Much of CJ's earliest musical memories came from sleeping inside the bass drum at Doc and Nudgie's gigs in Middle school, while he was only five years of age,  an education that has now paid off as he is now literally the sonic bottom end of the Beymans.

Being a Sputnik-era child put CJ in a different musical generation than his big brothers. While Doc and Nudgie were fawning over acoustic bluegrass music, CJ was attracted to the electronic world through artists such as Wendy Carlos, Morton Subotnik and Isao Tomita. These potent influences, combined with CJ's jazz and classical piano background, laid the foundation to join his brothers in an early incantation of the Beyman Bros which included the Icelandic twin brothers Bragi and Gunnar Olafsson on drums and bass respectively. In an early attempt, CJ re-arranged old Icelandic folk songs into instrumental ramblings laced with electronic soundscapes that were initially rejected by the older brothers as "self-indulgent." These early explorations did however prove to be the basis for many of the sounds that emerge on The Beyman's later works, not the least of which is this album.

Curiously, despite all his eclectic influences, and contrary to his own instincts, CJ soon discovered that deep down, he was a frustrated guitar player. Many late night spins of the old records lying around the Beyman household led CJ to fall in love with the roots that had made his older brothers swoon. This awakening led to the the first glimmers of the modern Beyman sound.
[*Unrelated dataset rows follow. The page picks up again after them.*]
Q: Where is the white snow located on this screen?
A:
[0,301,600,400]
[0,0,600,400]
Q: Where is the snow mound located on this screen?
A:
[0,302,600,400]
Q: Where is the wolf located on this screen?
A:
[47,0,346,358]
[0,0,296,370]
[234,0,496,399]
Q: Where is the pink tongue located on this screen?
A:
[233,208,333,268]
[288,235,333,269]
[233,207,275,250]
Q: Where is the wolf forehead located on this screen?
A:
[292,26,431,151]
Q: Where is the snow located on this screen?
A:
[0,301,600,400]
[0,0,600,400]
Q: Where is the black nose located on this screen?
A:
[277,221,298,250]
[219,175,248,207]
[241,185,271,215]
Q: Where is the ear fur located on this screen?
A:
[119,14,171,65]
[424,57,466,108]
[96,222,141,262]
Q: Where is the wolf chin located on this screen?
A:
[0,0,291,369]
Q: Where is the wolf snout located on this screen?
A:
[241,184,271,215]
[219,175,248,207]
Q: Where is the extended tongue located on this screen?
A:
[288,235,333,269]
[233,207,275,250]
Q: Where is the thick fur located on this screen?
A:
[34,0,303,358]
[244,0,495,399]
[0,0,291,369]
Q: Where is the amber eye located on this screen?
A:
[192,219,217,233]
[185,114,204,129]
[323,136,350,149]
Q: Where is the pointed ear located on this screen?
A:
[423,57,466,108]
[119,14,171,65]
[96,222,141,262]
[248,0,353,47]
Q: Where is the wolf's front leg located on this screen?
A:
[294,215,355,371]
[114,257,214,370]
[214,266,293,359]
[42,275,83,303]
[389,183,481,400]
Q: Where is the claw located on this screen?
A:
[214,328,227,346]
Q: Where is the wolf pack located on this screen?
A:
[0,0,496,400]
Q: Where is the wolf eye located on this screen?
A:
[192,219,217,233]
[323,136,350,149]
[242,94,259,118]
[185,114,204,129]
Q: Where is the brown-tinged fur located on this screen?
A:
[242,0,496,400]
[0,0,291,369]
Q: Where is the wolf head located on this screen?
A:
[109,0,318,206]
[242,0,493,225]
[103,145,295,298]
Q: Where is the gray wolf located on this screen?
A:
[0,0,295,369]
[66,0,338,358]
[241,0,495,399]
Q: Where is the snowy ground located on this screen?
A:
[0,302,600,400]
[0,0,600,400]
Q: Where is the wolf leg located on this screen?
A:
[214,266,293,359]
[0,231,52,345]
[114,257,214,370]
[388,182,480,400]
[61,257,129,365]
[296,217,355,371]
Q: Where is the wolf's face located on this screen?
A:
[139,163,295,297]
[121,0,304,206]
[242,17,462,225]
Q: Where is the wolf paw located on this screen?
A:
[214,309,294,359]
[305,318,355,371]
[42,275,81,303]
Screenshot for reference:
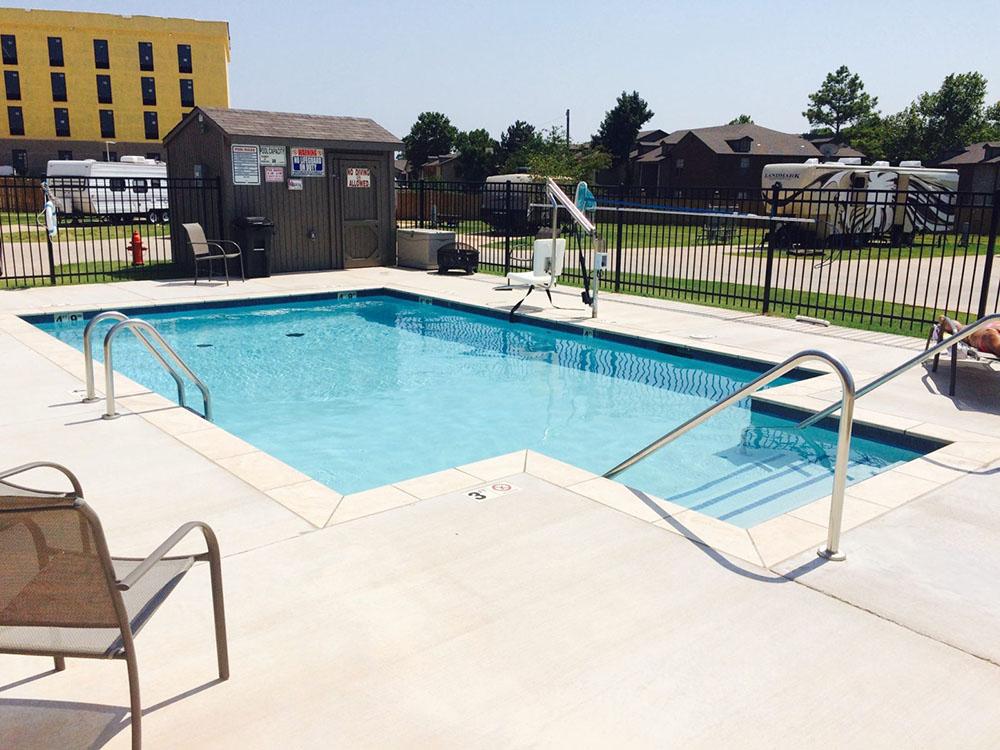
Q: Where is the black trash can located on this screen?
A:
[233,216,274,279]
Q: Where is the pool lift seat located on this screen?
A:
[494,177,608,322]
[497,238,566,319]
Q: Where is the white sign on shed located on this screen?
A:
[233,143,260,185]
[260,146,288,167]
[291,148,326,177]
[347,167,372,188]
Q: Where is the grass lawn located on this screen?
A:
[0,260,177,289]
[479,264,944,338]
[0,219,170,244]
[416,220,989,260]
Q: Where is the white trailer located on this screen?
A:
[45,156,170,224]
[761,159,958,246]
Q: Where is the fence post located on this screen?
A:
[417,179,425,229]
[504,180,513,276]
[761,182,781,315]
[976,190,1000,318]
[615,182,625,292]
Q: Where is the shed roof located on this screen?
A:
[938,141,1000,167]
[164,107,402,147]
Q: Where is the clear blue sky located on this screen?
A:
[7,0,1000,140]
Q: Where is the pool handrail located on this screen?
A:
[83,310,187,408]
[799,313,1000,429]
[101,318,212,421]
[604,349,855,560]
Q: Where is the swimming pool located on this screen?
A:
[34,290,926,527]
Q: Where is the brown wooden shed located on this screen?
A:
[163,107,401,273]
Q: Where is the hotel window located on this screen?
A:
[94,39,111,70]
[0,34,17,65]
[177,44,193,73]
[142,112,160,141]
[97,74,111,104]
[139,42,153,70]
[142,76,156,107]
[52,107,69,138]
[181,78,194,107]
[3,70,21,102]
[49,73,66,102]
[7,107,24,135]
[49,36,63,68]
[98,109,115,138]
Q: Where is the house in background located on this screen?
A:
[410,153,462,182]
[937,141,1000,193]
[632,123,823,195]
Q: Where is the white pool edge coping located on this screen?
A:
[7,284,1000,568]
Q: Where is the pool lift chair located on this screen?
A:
[495,177,608,322]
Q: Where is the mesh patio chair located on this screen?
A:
[181,224,247,286]
[0,462,229,748]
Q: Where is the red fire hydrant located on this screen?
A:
[125,229,144,266]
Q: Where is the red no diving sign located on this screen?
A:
[465,482,521,503]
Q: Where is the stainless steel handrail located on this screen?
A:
[83,311,187,407]
[604,349,854,560]
[799,313,1000,428]
[103,318,212,421]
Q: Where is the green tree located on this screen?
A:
[403,112,458,171]
[498,120,545,172]
[527,127,611,181]
[455,128,499,182]
[802,65,878,136]
[918,72,991,159]
[880,102,927,164]
[592,91,653,183]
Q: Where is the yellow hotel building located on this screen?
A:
[0,8,230,175]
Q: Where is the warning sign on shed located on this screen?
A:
[291,148,326,177]
[233,143,260,185]
[347,167,372,187]
[260,146,287,167]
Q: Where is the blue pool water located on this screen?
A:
[39,295,920,527]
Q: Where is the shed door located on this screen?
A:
[337,158,385,268]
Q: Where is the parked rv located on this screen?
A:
[761,159,958,247]
[45,156,170,224]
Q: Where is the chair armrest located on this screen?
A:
[0,461,83,497]
[205,240,243,252]
[117,521,219,591]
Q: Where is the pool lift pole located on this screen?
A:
[545,177,608,318]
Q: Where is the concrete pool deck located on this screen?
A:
[0,269,1000,747]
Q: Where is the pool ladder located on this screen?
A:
[83,311,212,421]
[604,349,855,560]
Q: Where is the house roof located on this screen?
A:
[635,128,667,143]
[635,123,820,163]
[938,141,1000,167]
[663,123,820,156]
[164,107,402,146]
[424,154,458,168]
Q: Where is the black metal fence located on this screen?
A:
[396,182,1000,335]
[0,177,221,288]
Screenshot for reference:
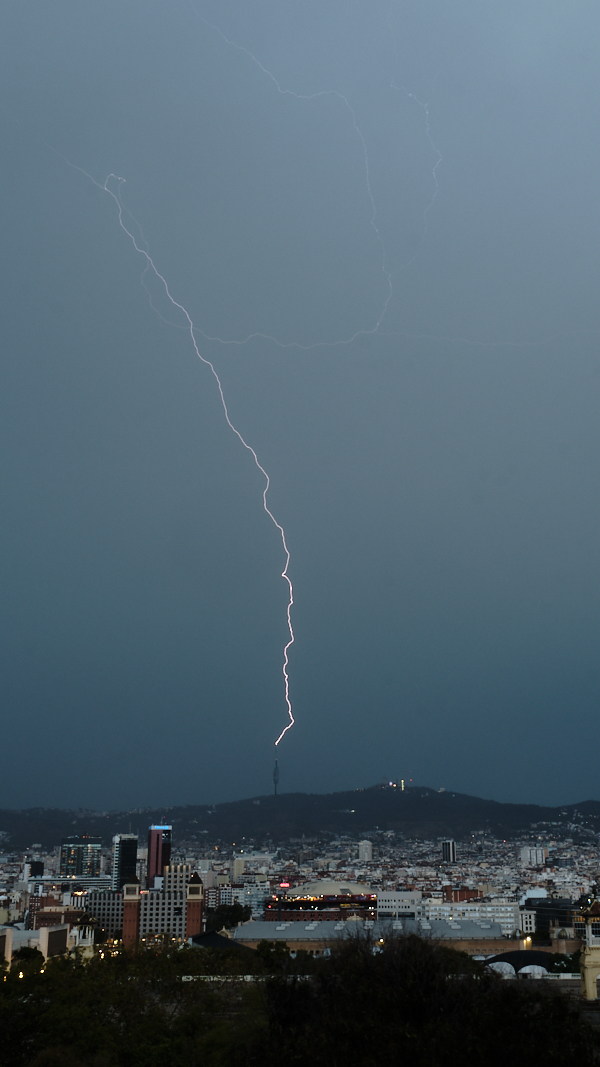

CJ's fascination with electronics also led him into engineering and mixing the Beyman's records, as their original engineer, Nick Weston, retired to raise champion horses in Borgarnes, Iceland with the Olafsson twins. The only downside for his electronic acumen has been that CJ now serves as the chief source of technical support for Doc and Nudgie. CJ currently lives in Studio City, California and plays to a 17 handicap.